How many songs did John Lennon write?
When the great David Bowie reflected on the work of his friend John Lennon, he defined his influence as thus: “I just thought he was the very best of what could be done with rock ‘n’ roll, and also ideas. I felt such akin to him in that he would rifle the avant-garde and look for ideas that were so on the outside of, on the periphery of what was the mainstream and then apply them in a functional manner to something that was considered popularist and make it work.”
Nothing defines this quite like the anthem ‘I Am a Walrus’. There are children still today who reply, ‘goo goo g’joob‘, to the prompt of the title despite the fact it is one of the most wildly avant-garde hits in history. Yet, alongside these far out fancies, Lennon was also capable of producing simple, earnest pop tracks like ‘Please Please Me’ and ‘Not a Second Time’. He could write them all. And his melodies were simply stunning.
He might have had a singular mind in these matters, but that didn’t stop him from being open to constant collaboration. The Beatles wrote and recorded 188 original songs between 1962 and 1970, and just about every single one of them was given a shared songwriting credit. This means that it is not always easy to fully decipher who wrote what and how the bulk of the idea was formed. Even the band members themselves would often dispute the share of a song’s ownership.

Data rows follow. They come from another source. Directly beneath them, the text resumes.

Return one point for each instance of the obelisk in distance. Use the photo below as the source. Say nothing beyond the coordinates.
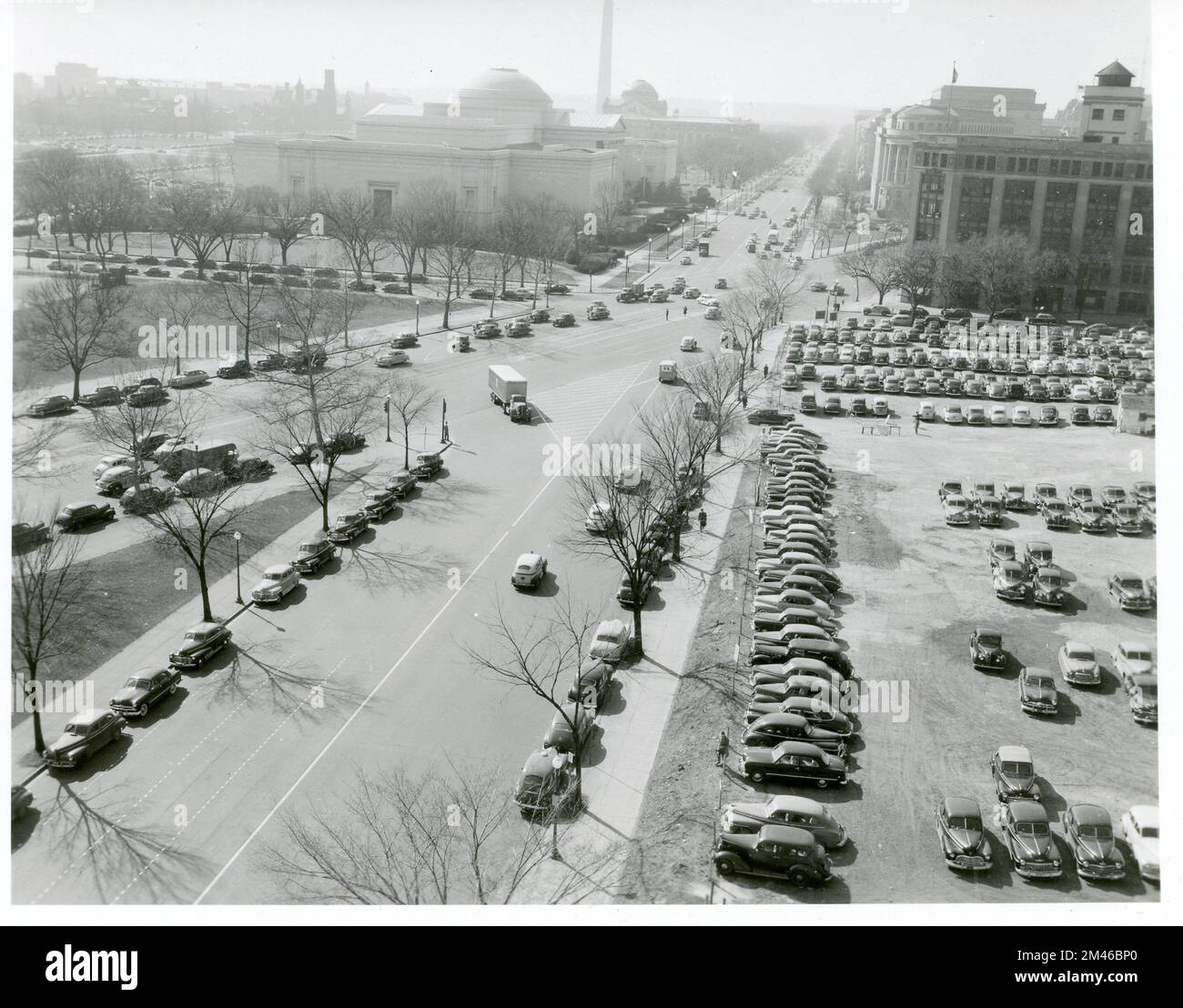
(603, 83)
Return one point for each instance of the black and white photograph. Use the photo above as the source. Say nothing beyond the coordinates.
(602, 461)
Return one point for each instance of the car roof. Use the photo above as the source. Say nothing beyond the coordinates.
(962, 806)
(1014, 754)
(1027, 811)
(86, 717)
(1089, 815)
(793, 835)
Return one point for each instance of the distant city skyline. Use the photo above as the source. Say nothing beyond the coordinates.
(835, 55)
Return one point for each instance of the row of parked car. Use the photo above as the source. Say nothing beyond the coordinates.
(799, 725)
(1113, 509)
(1027, 830)
(90, 731)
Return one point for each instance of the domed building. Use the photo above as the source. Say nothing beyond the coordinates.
(498, 135)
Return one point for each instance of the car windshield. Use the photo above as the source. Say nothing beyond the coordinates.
(966, 822)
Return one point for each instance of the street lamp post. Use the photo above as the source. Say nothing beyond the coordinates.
(238, 570)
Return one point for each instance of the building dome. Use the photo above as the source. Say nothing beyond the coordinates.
(500, 83)
(640, 90)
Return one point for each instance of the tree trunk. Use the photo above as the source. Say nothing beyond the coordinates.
(207, 614)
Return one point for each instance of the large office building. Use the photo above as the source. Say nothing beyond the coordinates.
(498, 136)
(981, 162)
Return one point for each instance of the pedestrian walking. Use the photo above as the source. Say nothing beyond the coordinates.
(721, 754)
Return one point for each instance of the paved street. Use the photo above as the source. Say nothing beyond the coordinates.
(366, 665)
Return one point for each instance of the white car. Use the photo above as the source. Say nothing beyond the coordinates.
(529, 571)
(277, 581)
(110, 461)
(188, 378)
(1139, 826)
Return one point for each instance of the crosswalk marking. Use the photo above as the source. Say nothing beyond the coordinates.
(575, 409)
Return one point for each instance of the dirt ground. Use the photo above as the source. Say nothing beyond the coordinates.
(914, 590)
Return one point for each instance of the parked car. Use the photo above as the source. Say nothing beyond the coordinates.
(529, 571)
(1027, 834)
(143, 690)
(986, 649)
(79, 515)
(348, 526)
(48, 405)
(1036, 691)
(1139, 827)
(1014, 774)
(544, 788)
(793, 761)
(962, 838)
(1128, 590)
(612, 642)
(84, 735)
(378, 503)
(314, 552)
(1088, 831)
(775, 851)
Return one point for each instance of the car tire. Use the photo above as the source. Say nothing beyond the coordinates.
(725, 865)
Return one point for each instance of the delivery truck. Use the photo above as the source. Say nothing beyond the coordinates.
(507, 387)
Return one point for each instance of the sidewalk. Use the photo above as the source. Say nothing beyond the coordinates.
(614, 788)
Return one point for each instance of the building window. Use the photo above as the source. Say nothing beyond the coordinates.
(927, 206)
(382, 204)
(974, 208)
(1017, 199)
(1059, 208)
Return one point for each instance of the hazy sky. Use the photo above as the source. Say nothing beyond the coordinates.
(833, 52)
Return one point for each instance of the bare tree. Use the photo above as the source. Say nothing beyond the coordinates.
(46, 586)
(194, 523)
(454, 237)
(362, 235)
(410, 400)
(543, 660)
(433, 839)
(872, 265)
(76, 323)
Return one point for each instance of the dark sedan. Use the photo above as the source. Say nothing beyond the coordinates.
(143, 690)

However, the safest figure to apply to Lennon’s output in The Beatles is 73. Meanwhile, Paul McCartney wrote a safe 71 as the lead writer, though it has to be noted that he often did a lot of heavy lifting when it came to bulking out bare-bones compositions delivered by his bandmates. This collaborative nature set the tone for the writing style that would pervade into Lennon’s solo work.
So, how many songs did John Lennon write in total?
“He was very open to suggestion and very easy to work with,” producer Jack Douglas recently told Far Out. “He took direction without any problem. He would let me comp his vocals [process of cutting pieces of vocal takes together] without being in the room saying this one or that one. He left it totally up to me. A lot of trust early on, he let me do arrangements on the songs from cassettes that he gave me. I arranged Double Fantasy with the rhythm section without him even being there.”
This approach rendered him prolific even though his life was cut short at 40, and a weekend was lost in that time. Liberated from The Beatles, he was also a little more carefree about his writing, with his solo period littered with dogeared demos, making it very difficult to put an exact figure on how many songs he wrote based on when you consider a song written.
Once again, the safest complete, catalogued and self-credited figure sits at 72, almost exactly the same number that he mustered with The Beatles a decade earlier. This makes the polished, lowest estimate for his output 145. Though it must be stressed, as with everything else about Lennon, what can be verifiable from the surface, masks an iceberg underneath.
No doubt, much like ‘Now and Then’, further demos and discarded discs will be uncovered over the years, and his output may well creep beyond the 200 mark, where some of the more generous, unverified estimates place it.